Century Gallery
ACAVA, 1-15 Cremer Street, Shoreditch, London E2 8HD
Contemporary fine art in an artist-run gallery
 

Outward in the world
July 30-Aug 9, 2003

Koichi Watanabe | paintings, installation | space 1


Brent Wilson writes:

Koichi Watanabe’s works play between two metaphors — surfaces and systems.

Veronica was the saint who wiped Christ’s bloody face as he carried his cross to Golgotha and in this act of mercy captured an impression of his features, thereby creating an icon. Watanabe has used the same process on himself, on acquaintances, and on a great variety of creatures such as a horse and fish. His pursuit of surface began with explorations of trees which led to truly monumental works that celebrate gnarled textures of tree trunks and truncated limbs.

One of the things that fascinates me most about Watanabe’s work is that his working processes emulate the forces of nature. They mimic as they accelerate the process of weathering — the interactions of cold, heat, and wind on water, rock, soil, metal, and vegetation. They move toward entropy even as they appear to violently disrupt the process toward entropy. His processes and his painting are reminiscent of chemical reactions, corrosion, toxicity and also of the sometimes gentle changing of seasons, of mild breezes.

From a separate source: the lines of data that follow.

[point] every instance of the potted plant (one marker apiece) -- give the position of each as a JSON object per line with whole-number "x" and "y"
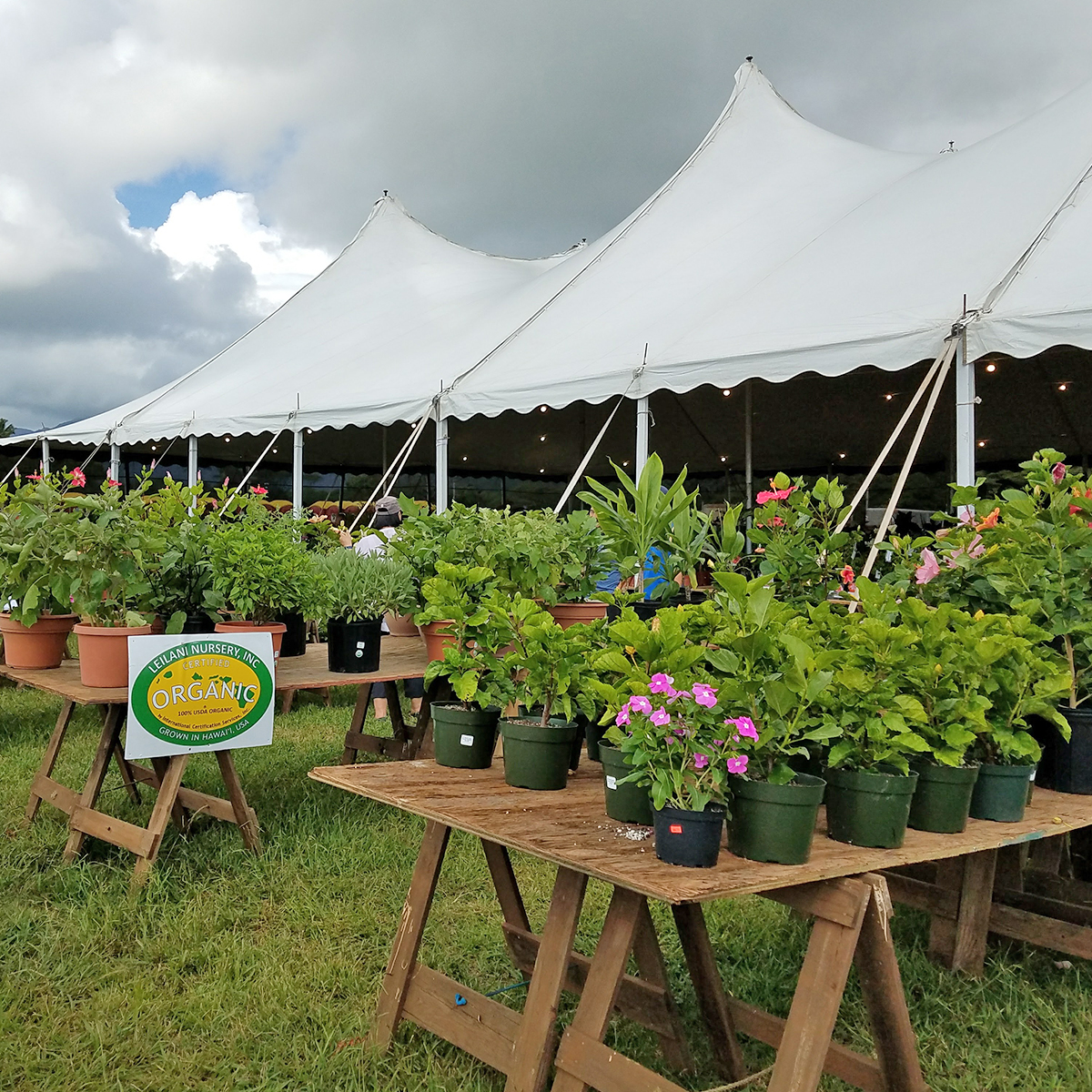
{"x": 636, "y": 520}
{"x": 34, "y": 525}
{"x": 359, "y": 591}
{"x": 550, "y": 667}
{"x": 869, "y": 782}
{"x": 773, "y": 670}
{"x": 464, "y": 733}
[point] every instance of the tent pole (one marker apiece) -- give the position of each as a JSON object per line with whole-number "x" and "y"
{"x": 441, "y": 459}
{"x": 642, "y": 435}
{"x": 298, "y": 472}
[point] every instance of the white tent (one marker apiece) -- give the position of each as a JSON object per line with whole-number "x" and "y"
{"x": 776, "y": 249}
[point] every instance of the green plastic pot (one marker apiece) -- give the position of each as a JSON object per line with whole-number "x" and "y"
{"x": 774, "y": 823}
{"x": 943, "y": 798}
{"x": 627, "y": 803}
{"x": 869, "y": 807}
{"x": 464, "y": 738}
{"x": 1002, "y": 792}
{"x": 536, "y": 757}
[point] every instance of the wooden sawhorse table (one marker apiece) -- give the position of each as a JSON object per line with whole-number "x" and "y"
{"x": 569, "y": 829}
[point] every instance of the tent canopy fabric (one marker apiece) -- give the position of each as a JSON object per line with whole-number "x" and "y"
{"x": 776, "y": 249}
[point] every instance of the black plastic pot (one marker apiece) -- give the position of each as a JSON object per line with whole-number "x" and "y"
{"x": 774, "y": 823}
{"x": 353, "y": 647}
{"x": 943, "y": 798}
{"x": 868, "y": 807}
{"x": 294, "y": 642}
{"x": 464, "y": 738}
{"x": 536, "y": 757}
{"x": 626, "y": 803}
{"x": 692, "y": 839}
{"x": 1002, "y": 792}
{"x": 1067, "y": 767}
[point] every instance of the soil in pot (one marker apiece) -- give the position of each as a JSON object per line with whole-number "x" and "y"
{"x": 943, "y": 798}
{"x": 38, "y": 647}
{"x": 692, "y": 839}
{"x": 774, "y": 823}
{"x": 1066, "y": 767}
{"x": 569, "y": 614}
{"x": 1002, "y": 792}
{"x": 295, "y": 636}
{"x": 626, "y": 803}
{"x": 464, "y": 738}
{"x": 353, "y": 647}
{"x": 104, "y": 653}
{"x": 536, "y": 757}
{"x": 276, "y": 629}
{"x": 869, "y": 807}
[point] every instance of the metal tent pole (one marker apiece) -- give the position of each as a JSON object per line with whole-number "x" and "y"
{"x": 298, "y": 472}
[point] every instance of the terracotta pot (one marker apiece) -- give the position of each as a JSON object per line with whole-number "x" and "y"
{"x": 276, "y": 629}
{"x": 569, "y": 614}
{"x": 104, "y": 653}
{"x": 36, "y": 647}
{"x": 437, "y": 638}
{"x": 401, "y": 625}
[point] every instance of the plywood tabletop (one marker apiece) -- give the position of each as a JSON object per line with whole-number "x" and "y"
{"x": 401, "y": 658}
{"x": 571, "y": 828}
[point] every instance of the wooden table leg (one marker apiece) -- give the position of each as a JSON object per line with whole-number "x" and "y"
{"x": 43, "y": 784}
{"x": 532, "y": 1054}
{"x": 359, "y": 715}
{"x": 408, "y": 942}
{"x": 165, "y": 802}
{"x": 245, "y": 817}
{"x": 652, "y": 967}
{"x": 713, "y": 1000}
{"x": 882, "y": 986}
{"x": 107, "y": 741}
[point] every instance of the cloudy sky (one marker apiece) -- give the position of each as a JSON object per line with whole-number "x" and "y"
{"x": 173, "y": 169}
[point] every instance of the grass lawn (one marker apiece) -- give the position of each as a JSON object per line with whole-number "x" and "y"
{"x": 235, "y": 973}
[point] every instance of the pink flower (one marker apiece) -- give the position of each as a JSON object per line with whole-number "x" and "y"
{"x": 704, "y": 694}
{"x": 928, "y": 568}
{"x": 662, "y": 683}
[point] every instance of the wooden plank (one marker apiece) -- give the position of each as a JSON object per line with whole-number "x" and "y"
{"x": 612, "y": 954}
{"x": 816, "y": 1002}
{"x": 709, "y": 987}
{"x": 46, "y": 768}
{"x": 410, "y": 928}
{"x": 480, "y": 1026}
{"x": 642, "y": 1002}
{"x": 116, "y": 831}
{"x": 652, "y": 969}
{"x": 976, "y": 895}
{"x": 591, "y": 1063}
{"x": 532, "y": 1054}
{"x": 885, "y": 999}
{"x": 854, "y": 1068}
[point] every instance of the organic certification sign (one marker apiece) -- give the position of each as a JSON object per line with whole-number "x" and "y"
{"x": 199, "y": 693}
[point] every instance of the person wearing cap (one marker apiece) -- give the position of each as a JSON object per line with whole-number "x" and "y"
{"x": 386, "y": 522}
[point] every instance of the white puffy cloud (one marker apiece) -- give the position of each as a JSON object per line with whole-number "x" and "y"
{"x": 197, "y": 230}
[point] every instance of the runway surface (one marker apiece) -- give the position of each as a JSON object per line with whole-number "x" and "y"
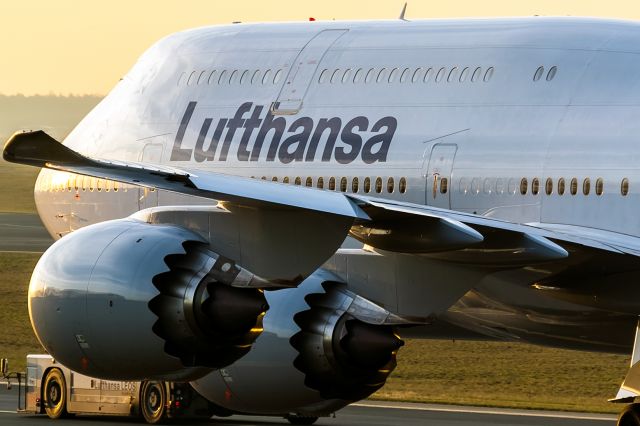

It is no accident that Watanabe’s surfaces have always betrayed a fascination with underlying systems. He spent an entire year studying anatomy at University where he cut through his cadaver’s skin to reveal veins, organs, tissue, and bone. He is fascinated by how one single object has multiple existences and how it may be visualized in so many different ways. Perhaps this is why he is enthralled with x-ray views of his own.